Leur histoire commence semblable à la scène du film Forrest Gump lorsqu’assis à un arrêt d’autobus, Forrest s’adresse à une étrangère lui rappelant les paroles de sa mère qui comparait la vie à une boîte de chocolat. Diane, bénévole, et sa Grande Amie Yvrande s’étaient retrouvées pour la première fois assises l’une près de l’autre sur un banc de parc à se demander sur « qui » elles allaient tomber. Il s’avère que cette rencontre fut délicieuse et qu’elle leur a donné le goût de se revoir.

Yvrande, 90 ans bientôt, est une ancienne bénévole des Petits Frères de Québec. Suite à la perte de son mari et des membres de sa famille, elle éprouvait parfois une solitude qu’elle n’avait pas choisie. Curieuse de profiter à son tour des bienfaits du don de soi, elle s’était inscrite à titre de Grande Amie auprès de sa coordonnatrice régionale. Elle avait tellement donné d’elle-même auprès des personnes aînées et connaissait le cadeau que l’on se fait à s’offrir à l’autre. Elle voulait maintenant découvrir la joie de se développer.

Diane, à la retraite, ayant quitté Montréal pour se rapprocher de sa fille et ses petits-enfants près de Québec, décide qu’un jour elle aimerait « adopter » une personne aînée. Une amie lui mentionne l’existence des Petits Frères et que à travers eux, elle trouverait plus d’un berceau rempli d’années de vie emmaillottées de souvenirs que plus personne ne berce.

Aucun document officiel ou contrat d’engagement ne pouvaient authentifier la signature au fond du cœur de Diane, tombée sous le charme d’adoption d’Yvrande, promettant aussi longtemps que possible de l’accompagner dans les bons et les moins bons moments!

Trêve de métaphore, chaque rencontre de ces dames de cœur est un jeu d’enfant.

L’une admire l’autre pour sa joie de vivre, son humour, ses folies, sa curiosité, ses mille attentions et les histoires qu’elle raconte et qui viennent d’un autre temps, d’une autre époque.
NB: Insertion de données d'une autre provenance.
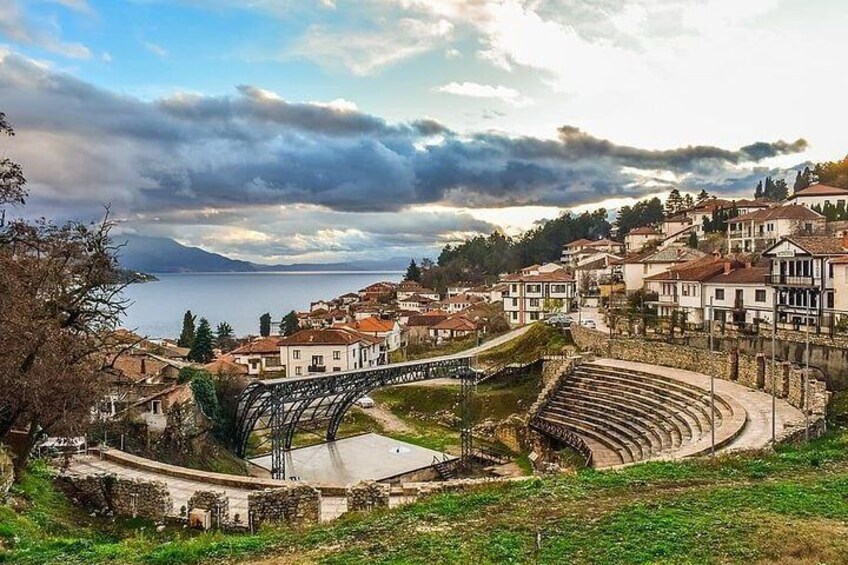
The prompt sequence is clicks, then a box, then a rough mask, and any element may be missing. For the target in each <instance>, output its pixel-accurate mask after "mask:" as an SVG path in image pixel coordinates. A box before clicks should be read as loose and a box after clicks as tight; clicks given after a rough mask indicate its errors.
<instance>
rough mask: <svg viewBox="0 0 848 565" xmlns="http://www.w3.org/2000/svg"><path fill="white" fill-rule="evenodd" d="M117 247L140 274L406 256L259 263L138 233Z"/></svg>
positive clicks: (348, 268) (352, 269)
mask: <svg viewBox="0 0 848 565" xmlns="http://www.w3.org/2000/svg"><path fill="white" fill-rule="evenodd" d="M114 239H115V241H116V243H118V244H124V246H123V247H122V248H121V250H120V252H119V255H118V261H119V263H120V265H121V267H123V268H125V269H131V270H133V271H140V272H143V273H261V272H271V271H403V270H405V269H406V267H407V265H408V264H409V258H408V257H391V258H387V259H380V260H370V261H369V260H363V261H348V262H341V263H295V264H290V265H261V264H259V263H252V262H250V261H240V260H238V259H230V258H229V257H225V256H224V255H219V254H218V253H212V252H210V251H205V250H203V249H200V248H198V247H188V246H185V245H182V244H180V243H177V242H176V241H174V240H173V239H170V238H167V237H148V236H140V235H129V234H124V235H119V236H115V238H114Z"/></svg>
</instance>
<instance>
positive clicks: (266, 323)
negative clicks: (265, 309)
mask: <svg viewBox="0 0 848 565" xmlns="http://www.w3.org/2000/svg"><path fill="white" fill-rule="evenodd" d="M259 335H261V336H262V337H268V336H269V335H271V314H269V313H268V312H265V313H264V314H262V315H261V316H260V317H259Z"/></svg>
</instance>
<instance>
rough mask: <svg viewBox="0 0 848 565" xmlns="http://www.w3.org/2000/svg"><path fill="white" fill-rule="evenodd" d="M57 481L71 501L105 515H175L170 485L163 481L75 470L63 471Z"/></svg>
mask: <svg viewBox="0 0 848 565" xmlns="http://www.w3.org/2000/svg"><path fill="white" fill-rule="evenodd" d="M56 481H57V483H58V485H59V487H60V488H61V489H62V490H63V491H65V493H66V494H67V495H68V497H69V498H71V500H73V501H75V502H77V503H79V504H80V505H81V506H83V507H84V508H86V509H87V510H89V511H91V512H96V513H98V514H101V515H108V516H141V517H143V518H150V519H153V520H164V519H165V518H166V517H168V516H172V515H173V501H172V500H171V495H170V493H169V492H168V485H166V484H165V483H163V482H161V481H145V480H141V479H123V478H119V477H117V476H115V475H111V474H96V475H77V474H73V473H66V474H62V475H60V476H59V477H57V479H56Z"/></svg>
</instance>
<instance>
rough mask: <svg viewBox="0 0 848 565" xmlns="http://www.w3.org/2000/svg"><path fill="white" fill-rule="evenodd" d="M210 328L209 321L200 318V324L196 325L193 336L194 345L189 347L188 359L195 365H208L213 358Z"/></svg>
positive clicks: (211, 332)
mask: <svg viewBox="0 0 848 565" xmlns="http://www.w3.org/2000/svg"><path fill="white" fill-rule="evenodd" d="M213 339H214V338H213V336H212V327H211V326H210V325H209V320H207V319H206V318H200V323H199V324H198V325H197V332H195V334H194V343H192V345H191V351H189V354H188V358H189V360H190V361H194V362H196V363H209V362H210V361H212V359H213V358H214V357H215V354H214V353H213V352H212V341H213Z"/></svg>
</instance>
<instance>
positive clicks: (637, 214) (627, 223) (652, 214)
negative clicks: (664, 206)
mask: <svg viewBox="0 0 848 565" xmlns="http://www.w3.org/2000/svg"><path fill="white" fill-rule="evenodd" d="M663 217H664V212H663V204H662V201H661V200H660V199H659V198H657V197H654V198H650V199H648V200H640V201H639V202H637V203H636V204H634V205H633V206H622V207H621V208H619V209H618V217H617V218H616V220H615V224H616V227H618V235H619V236H620V237H623V236H625V235H627V234H628V233H630V231H631V230H633V229H635V228H641V227H643V226H653V225H656V224H659V223H660V222H662V220H663Z"/></svg>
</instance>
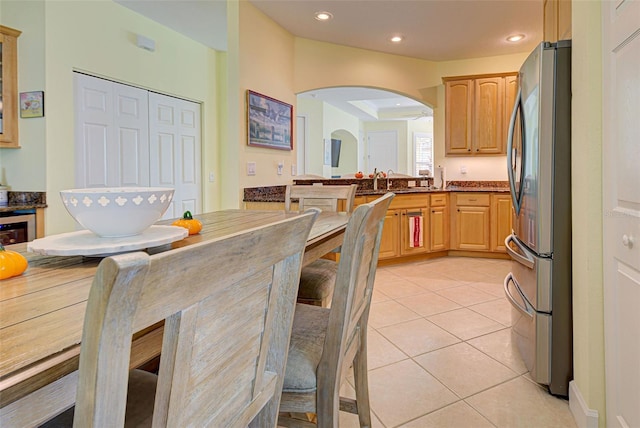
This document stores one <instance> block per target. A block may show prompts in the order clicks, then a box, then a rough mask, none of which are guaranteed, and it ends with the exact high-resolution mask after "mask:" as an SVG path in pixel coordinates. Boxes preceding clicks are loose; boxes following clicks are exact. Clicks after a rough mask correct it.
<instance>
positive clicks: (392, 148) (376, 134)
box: [367, 131, 398, 173]
mask: <svg viewBox="0 0 640 428" xmlns="http://www.w3.org/2000/svg"><path fill="white" fill-rule="evenodd" d="M367 142H368V147H367V151H368V153H369V156H368V162H367V172H369V173H372V172H373V169H374V168H377V169H378V171H384V172H387V171H388V170H390V169H391V170H393V171H394V172H396V171H398V133H397V132H396V131H370V132H367Z"/></svg>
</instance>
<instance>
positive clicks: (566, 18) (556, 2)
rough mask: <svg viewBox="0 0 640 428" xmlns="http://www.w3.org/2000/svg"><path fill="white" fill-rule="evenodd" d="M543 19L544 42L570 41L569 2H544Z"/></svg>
mask: <svg viewBox="0 0 640 428" xmlns="http://www.w3.org/2000/svg"><path fill="white" fill-rule="evenodd" d="M543 17H544V18H543V26H544V29H543V34H544V40H545V41H546V42H557V41H558V40H569V39H571V0H544V1H543Z"/></svg>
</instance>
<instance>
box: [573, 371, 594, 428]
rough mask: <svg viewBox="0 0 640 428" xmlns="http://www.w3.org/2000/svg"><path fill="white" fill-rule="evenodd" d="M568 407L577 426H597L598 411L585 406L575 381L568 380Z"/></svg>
mask: <svg viewBox="0 0 640 428" xmlns="http://www.w3.org/2000/svg"><path fill="white" fill-rule="evenodd" d="M569 409H570V410H571V413H572V414H573V419H574V420H575V421H576V425H578V427H579V428H598V411H597V410H593V409H590V408H588V407H587V403H585V401H584V398H583V397H582V393H581V392H580V388H578V385H577V384H576V382H575V381H573V380H572V381H571V382H569Z"/></svg>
L’autre n’a de cesse de vouloir apprendre sur ce qu’elle ignore encore, des sujets ou des domaines qui l’intéressent, qui l’allument. Apprendre à voir mieux dans le regard aimant de l’autre. Se sentir acceptée. Vue. Considérée. Telle qu’elle est. Elles aiment rappeler qu’elles sont différentes et qu’elles s’apprécient beaucoup.

Yvrande est dynamique et enjouée. Elle sème la joie sur son passage. Les premiers jours, à son arrivée dans son immeuble, les gens se disaient à peine bonjour et la morosité flottait dans les couloirs comme un épais brouillard gris. Yvrande éblouissait les lieux par sa bonne humeur. Son sourire s’étirait largement, perçant les nuages des jours routiniers des résidentes et des résidents. Comme une boussole, elle savait réorienter l’attente et l’ennui vers la pleine conscience du moment présent. Vivre ici et maintenant.

À Noël, elle se donne le mandat d’aller recueillir des bons d’achats et des petits cadeaux de la part des commençants des alentours à offrir aux locataires de l’immeuble. De quoi éveiller leur cœur. Tout le monde la connaît dans le quartier! Et maintenant, les résidents se disent bonjour, en passant.

Diane, se sent bien privilégiée de côtoyer une femme aussi inspirante et engagée à semer le bonheur autour d’elle. Et de son côté, Yvrande n’a qu’une profonde reconnaissance à offrir à la présence et l’écoute que lui apporte sa bénévole. « Elle ne sait pas à quel point elle me donne, explique Yvrande, j’ai une impression d’être une page blanche ». Elle n’en dit pas plus. On comprend qu’elle écrit les derniers chapitres de sa vie. Longs ou courts, qui sait? Mais ce n’est certainement pas la fin! Tant qu’à y être, il faut bien finir l’histoire à notre façon. Choisir les personnages qu’on a envie de garder dans nos vies. Éliminer le superflu. Se débarrasser de ce qui nuit au rythme de l’histoire. Aller droit au but. Avec un choix plus précis des mots. Des accords. Des traits d’union qui raboutent les phrases en fin de ligne pour ne pas perdre le fil de l’histoire. Et la présence de sa bénévole Diane qui ponctue sa vie ici et là, de visites, de jasettes, des sorties au cinéma, permet à Yvrande de se composer plus facilement. Se voir dans un regard bienveillant. Des yeux plus jeunes qui admirent et respectent la valeur de la sagesse et le privilège de vieillir. N’est-ce pas là un phénomène extraordinaire du développement humain? « On se transforme à être ce que nous sommes », déclare Yvrande dans toute sa splendeur et son intelligence. Étant jusqu’à la fin de nos jours des êtres sociaux, n’est-ce pas la base de notre construction identitaire? Le regard de l’autre pour mieux se voir, s’accepter et s’aimer plus fort.

Tant de fois, Yvrande et Diane se sont retrouvées sur un banc de parc en délicieuse compagnie de l’une et l’autre, comme une boîte de chocolat, ne sachant jamais sur quoi elles allaient tomber, quel savoureux souvenir elles allaient remâcher, quel goût allait avoir l’espérance de demain, et une chose est certaine, lorsqu’elles sont ensemble, la reliure de ces deux livres humains nous raconte de belles histoires.

Merci à vous deux pour ces années de bénévolat auprès des Petits Frères de Québec, votre signature aura mis un point final à la solitude des personnes aînées qui auront fait partie de vos chapitres de vie.